Then, the form will go to both parties, the CSIRT will provide the support that is needed and then the sectoral supervisor authority will do supervision. To make sure that process is actually not a burden in itself that you have three authorities especially if you also have the data breach notification to make sure not all two or three authorities call you at the same time for more information about the incident and to help you along, we will have a protocol between the CSIRT and supervisory authorities with just agreements on who gets to act first and who has to wait for what information from the other before they can act. So we are trying to streamline that process to make sure the operators can focus on fixing the incident first and only have get supervision after the incident is actually gone.
This is our approach, as I said it's still being negotiated so there might be some small changes. Our proposal is scheduled doing to parliament within a month. I hope we make it, but it's an extremely difficult process, there is a lot of choices, policy choices, etc., also for our government, so we have to really convince them that we feel as a department that this is the right approach, we also have to convince the other departments since the Netherlands has a very decentralised responsibility framework, every sector has its own ministry, mostly, so yeah, we have got to work together and there are choices to make, difficult choices to make but for us this seems to be in the long run the best solution. Any questions?

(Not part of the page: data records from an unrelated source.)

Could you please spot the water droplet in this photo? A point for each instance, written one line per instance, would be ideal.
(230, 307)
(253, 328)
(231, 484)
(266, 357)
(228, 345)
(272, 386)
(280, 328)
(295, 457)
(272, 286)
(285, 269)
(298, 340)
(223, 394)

BRIAN NISBET: Thank you very much, that is perfectly clear, all of it. No. It's an interesting piece of ‑‑ interesting directive, certainly. So, let's start here, please.
AUDIENCE SPEAKER: I am here as private citizen for this question. With the privacy of the parameters of what qualifies as an incident, I assume you have worked with the essential services to define those requirements, so is there a concern that industry has had input into what an IR is but citizens that are impacted have no way to help define those parameters, isn't that sort of anti‑democratic a little bit?
NATHALIE FALOT: Yes, so to establish these requirements we have the process of working with the sectoral department so for drinking water, that would be with ministry environment, and infrastructure, but plus the ministry of justice and the operators themselves. So the ministry of justice has taken the role of going for the more critical approach, so the parameters shouldn't be too high, and, at the same time, the ministry of ‑‑ that is responsible for that sector has its own responsibility there, so we will evaluate those parameters annually, probably, to look if they work, but we have had some experience with incidents so I feel that the parameters shouldn't be too high and I think that the, by working together with the three groups that we might have pretty good balance there.
MALCOLM HUTTY: From the London Internet Exchange LINX, and I am also with Euro‑IX which is an association of the European Internet Exchange point operators, are listed as essential services in annex 2. First of all, thank you very much for your presentation which was very interesting. But one thing did you move quite quickly past was the identification of operators for essential services. So I have got some questions for you about that. Firstly, it says in the definition that is an operator of essential services means an entity of the type referred to in annex 2 such as ‑‑ that is Internet Exchange points, which meet the criteria laid down in 5.2. Is it your understanding of that that they are separate qualifying criteria in Article 5.2 you have got to be both operator of ‑‑ both an Internet Exchange point, for example, and also a particular ‑‑ an IXP that happens to meet the criteria in 527 or is it your view that everyone that is an Internet Exchange point no matter how small, by definition meets what is said in 5.2?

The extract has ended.